MOSCOW, July 03. /ITAR-TASS/. The EU countries are considering a halt on financing for projects in Russia as they seek to widen the scope of sanctions aimed at ending the conflict in Ukraine, two EU government officials said, Bloomberg reported on Thursday.

EU governments are considering different scenarios to stop new project funding for Russia made by the European Bank for Reconstruction and Development (ERBD) and the European Investment Bank (EIB), according to the two officials, who asked not to be named because of the sensitivity of the plans.

Russia is the biggest recipient of project-financing by the London-based EBRD, receiving €1.8 billion in investments last year. Recent projects include a loan for pipeline valves; buying a minority stake in a property developer; and a loan to a supermarket chain. The EIB signed loans worth about $1.4 billion in Russia in 2013.

EU leaders said “they would take the necessary decisions, among which would be sanctions” to promote talks aimed at resolving the Ukraine conflict, European Council President Herman Van Rompuy told the European parliament yesterday in Strasbourg, France. “We are doing this so these negotiations can be carried out.”

The EBRD, which invests about €9 billion a year from Mongolia to Morocco, has been at the center of a tussle over its collaboration with the Kremlin since Crimea joined Russia in March, with the US and some fellow G7 partners pressing for an examination of the bank’s role in Russia.

“As long as Russia continues to illegally occupy Ukraine, there can be no 'business as usual',” Canada’s government said in a statement at the EBRD’s annual meeting in Warsaw in May.

 

Majority Stake

While curtailing lending from the Brussels-based EIB would pose few problems since the bank is owned and controlled by the 28 EU governments, influencing EBRD policy is trickier as other countries, including Russia, have stakes in the bank, said one of the officials. Still, EU governments sit on the board that approves projects, giving them the necessary clout, the official said.

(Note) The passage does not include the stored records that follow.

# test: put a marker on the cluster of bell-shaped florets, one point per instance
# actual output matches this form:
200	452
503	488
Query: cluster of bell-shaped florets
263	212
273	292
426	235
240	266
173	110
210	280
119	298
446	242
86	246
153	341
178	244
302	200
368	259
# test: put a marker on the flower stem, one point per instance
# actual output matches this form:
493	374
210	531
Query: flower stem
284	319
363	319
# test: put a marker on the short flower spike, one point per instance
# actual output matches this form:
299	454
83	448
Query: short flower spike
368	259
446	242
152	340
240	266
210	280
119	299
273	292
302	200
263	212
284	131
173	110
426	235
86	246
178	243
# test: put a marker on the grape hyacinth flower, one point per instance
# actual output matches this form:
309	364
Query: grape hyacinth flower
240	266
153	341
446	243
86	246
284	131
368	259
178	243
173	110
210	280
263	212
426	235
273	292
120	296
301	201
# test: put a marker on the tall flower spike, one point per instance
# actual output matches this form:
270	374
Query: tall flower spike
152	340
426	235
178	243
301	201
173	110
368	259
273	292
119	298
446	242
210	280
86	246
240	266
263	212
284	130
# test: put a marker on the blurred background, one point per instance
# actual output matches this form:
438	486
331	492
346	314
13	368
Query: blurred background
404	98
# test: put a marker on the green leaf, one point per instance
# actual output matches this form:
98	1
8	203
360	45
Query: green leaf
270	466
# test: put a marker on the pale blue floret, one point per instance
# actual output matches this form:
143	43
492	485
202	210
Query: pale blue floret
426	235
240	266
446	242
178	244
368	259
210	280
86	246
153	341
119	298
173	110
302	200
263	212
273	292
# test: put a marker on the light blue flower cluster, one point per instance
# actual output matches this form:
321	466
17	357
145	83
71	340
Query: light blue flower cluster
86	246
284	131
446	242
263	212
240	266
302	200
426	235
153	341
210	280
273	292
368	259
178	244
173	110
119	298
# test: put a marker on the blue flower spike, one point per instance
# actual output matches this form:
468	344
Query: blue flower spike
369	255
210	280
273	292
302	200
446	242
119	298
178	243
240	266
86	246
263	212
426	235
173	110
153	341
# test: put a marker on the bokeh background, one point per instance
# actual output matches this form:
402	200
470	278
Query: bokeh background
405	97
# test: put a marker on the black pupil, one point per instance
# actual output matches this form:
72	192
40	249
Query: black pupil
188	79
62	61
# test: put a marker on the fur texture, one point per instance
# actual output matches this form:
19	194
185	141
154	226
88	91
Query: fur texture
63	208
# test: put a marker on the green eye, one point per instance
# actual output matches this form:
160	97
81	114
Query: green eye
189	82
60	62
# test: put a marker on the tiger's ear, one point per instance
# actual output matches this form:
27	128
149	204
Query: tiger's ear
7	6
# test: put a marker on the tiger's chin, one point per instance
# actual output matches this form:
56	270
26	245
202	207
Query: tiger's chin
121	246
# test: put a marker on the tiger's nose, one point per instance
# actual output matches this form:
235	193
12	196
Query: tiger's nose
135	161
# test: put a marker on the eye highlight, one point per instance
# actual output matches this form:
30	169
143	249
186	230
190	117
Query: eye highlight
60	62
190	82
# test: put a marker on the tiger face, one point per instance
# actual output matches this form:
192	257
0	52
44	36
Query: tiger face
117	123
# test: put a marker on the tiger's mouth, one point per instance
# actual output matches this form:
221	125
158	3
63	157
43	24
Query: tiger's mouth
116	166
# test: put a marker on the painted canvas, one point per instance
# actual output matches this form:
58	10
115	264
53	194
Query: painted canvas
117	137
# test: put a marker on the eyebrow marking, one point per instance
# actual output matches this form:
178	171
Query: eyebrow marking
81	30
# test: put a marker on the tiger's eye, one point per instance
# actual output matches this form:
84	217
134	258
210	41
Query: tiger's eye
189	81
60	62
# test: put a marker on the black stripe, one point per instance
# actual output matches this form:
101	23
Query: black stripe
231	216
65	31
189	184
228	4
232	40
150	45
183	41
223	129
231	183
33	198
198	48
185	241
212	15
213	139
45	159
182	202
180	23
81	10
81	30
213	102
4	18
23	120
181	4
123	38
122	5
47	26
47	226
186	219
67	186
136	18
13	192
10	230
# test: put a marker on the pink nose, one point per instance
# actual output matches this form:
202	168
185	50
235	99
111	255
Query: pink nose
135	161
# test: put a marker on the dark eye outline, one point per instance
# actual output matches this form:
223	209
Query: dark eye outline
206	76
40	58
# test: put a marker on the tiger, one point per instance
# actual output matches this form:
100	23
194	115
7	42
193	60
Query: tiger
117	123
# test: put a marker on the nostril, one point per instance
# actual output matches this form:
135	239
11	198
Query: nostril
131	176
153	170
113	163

The US has a 10% stake in the EBRD, with each of the other G7 countries holding 8.5% each. That gives the US and Canada plus European G7 countries a majority of 52.5%, compared to Russia’s stake of 4.05%.

The EBRD, owned by 64 countries, the EU and the European Investment Bank, was created in 1991 to invest in former communist countries from the Balkans to central Asia to help them transform their economies. The bank expanded its geographical scope to include nascent democracies in North Africa and the Middle East in 2011.

“The European Investment Bank, as an EU Bank, acts in full accordance with the EU positions,” Dusan Ondrejicka, a spokesman at the Brussels-based EIB, said in an e-mail. The EBRD declined to comment on sanctions when contacted by phone.